There's another section there that is of particular note: "A justice court does not have jurisdiction of... a suit in behalf of the state to recover a... forfeiture..."  Texas Government Code Sec. 27.031(b)(1).  Gee, I wonder whether that and the US Constitution and the Texas Constitution control or if the hastily and poorly drafted Chapter 821 of the Health Code would win over in federal court.  At any rate, I think the legislature intends for the JPs to have quite limited jurisdiction because they need not have legal training nor keep records of their proceedings.  Those 2 issues also lead me to believe it is impossible for one to get an appropriate level of due process/fairness whether one is speaking of commercial animals of enormous commercial value OR of a beloved pet into whom one has poured not only money but love.  That someone ALLEGES that one has done other than treat the animal(s) appropriately does not overcome these issues as we are also entitled to a presumption of innocence and that too is quite fundamental to our system of justice.

We in Texas need to make sure our legislators know how the animal seizure/forfeiture law is REALLY being used and by whom AND that we do NOT approve.

As you may or may not know, the federal civil seizure statute was similarly flawed originally.  CAFRA made it a bit better.

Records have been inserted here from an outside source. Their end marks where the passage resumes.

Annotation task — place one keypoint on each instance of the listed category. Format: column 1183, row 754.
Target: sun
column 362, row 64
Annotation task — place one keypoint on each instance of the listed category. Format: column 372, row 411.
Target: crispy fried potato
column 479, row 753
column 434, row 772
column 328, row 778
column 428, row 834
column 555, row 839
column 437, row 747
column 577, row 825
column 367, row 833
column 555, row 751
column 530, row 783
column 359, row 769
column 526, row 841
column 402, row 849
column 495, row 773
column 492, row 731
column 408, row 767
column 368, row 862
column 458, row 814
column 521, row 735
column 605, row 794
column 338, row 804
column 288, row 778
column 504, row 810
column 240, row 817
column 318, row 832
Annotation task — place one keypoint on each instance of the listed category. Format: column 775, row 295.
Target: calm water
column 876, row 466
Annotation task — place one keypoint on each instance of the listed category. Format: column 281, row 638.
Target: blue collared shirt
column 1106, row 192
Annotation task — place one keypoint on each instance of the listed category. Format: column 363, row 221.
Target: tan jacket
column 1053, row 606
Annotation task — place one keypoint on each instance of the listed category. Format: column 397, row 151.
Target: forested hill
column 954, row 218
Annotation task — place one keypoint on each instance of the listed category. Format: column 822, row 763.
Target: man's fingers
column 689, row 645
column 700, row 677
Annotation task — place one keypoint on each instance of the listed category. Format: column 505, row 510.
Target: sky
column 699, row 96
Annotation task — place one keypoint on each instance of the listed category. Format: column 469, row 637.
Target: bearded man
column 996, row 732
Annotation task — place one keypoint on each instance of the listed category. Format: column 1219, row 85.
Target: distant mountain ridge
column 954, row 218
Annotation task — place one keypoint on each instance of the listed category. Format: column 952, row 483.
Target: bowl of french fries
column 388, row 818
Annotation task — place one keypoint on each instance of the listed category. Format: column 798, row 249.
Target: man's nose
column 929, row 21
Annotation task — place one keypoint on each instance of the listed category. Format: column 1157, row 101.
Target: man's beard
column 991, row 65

"under CAFRA  the government:

In every state that has civil seizure/forfeiture provisions over animals, we need to DEMAND amendments similar to CAFRA.  In addition, we need to DEMAND that

  • the statutes be applied to each animal individually (a finding of abuse of one animal should not be extended to 1,000 animals; that fails the sniff test);
  • animals be LEFT in their homes/with their owners rather than seized until an adversary hearing is held;
  • courts make specific findings similar to those required for a TRO before and in support of seizures;
  • animals be sold at viable commercial prices and not gifted to anyone or any organization until that attempt has been proven in court to have failed;
  • the war of experts always leans in favor of defendants where there are disagreeing expert opinions;
  • those caring for impounded animals account publicly and with specificity for animal care, including methods of care as well as costs (actual costs) and disposition;
  • anyone or any organization tending impounded animals account publicly and with specificity as to their intake, placement, and kill rates for ALL animals within their care;
  • animal owners have a right of appeal to the highest court of the state as these are quasi-criminal proceedings involving the potential for permanent forfeiture of property and where some courts are imposing restrictions on future ownership;
  • appeal bonds be in similar amounts to equivalent criminal cases.

I'm exhausted and I'm sure I've forgotten what else would be appropriate to protect OUR due process rights.  I know one thing; that the current process STINKS and utterly fails my sniff test at every step and when considered as a whole process.  I open the floor for all of you to pitch in what you think is needed for a case to pass your sniff test.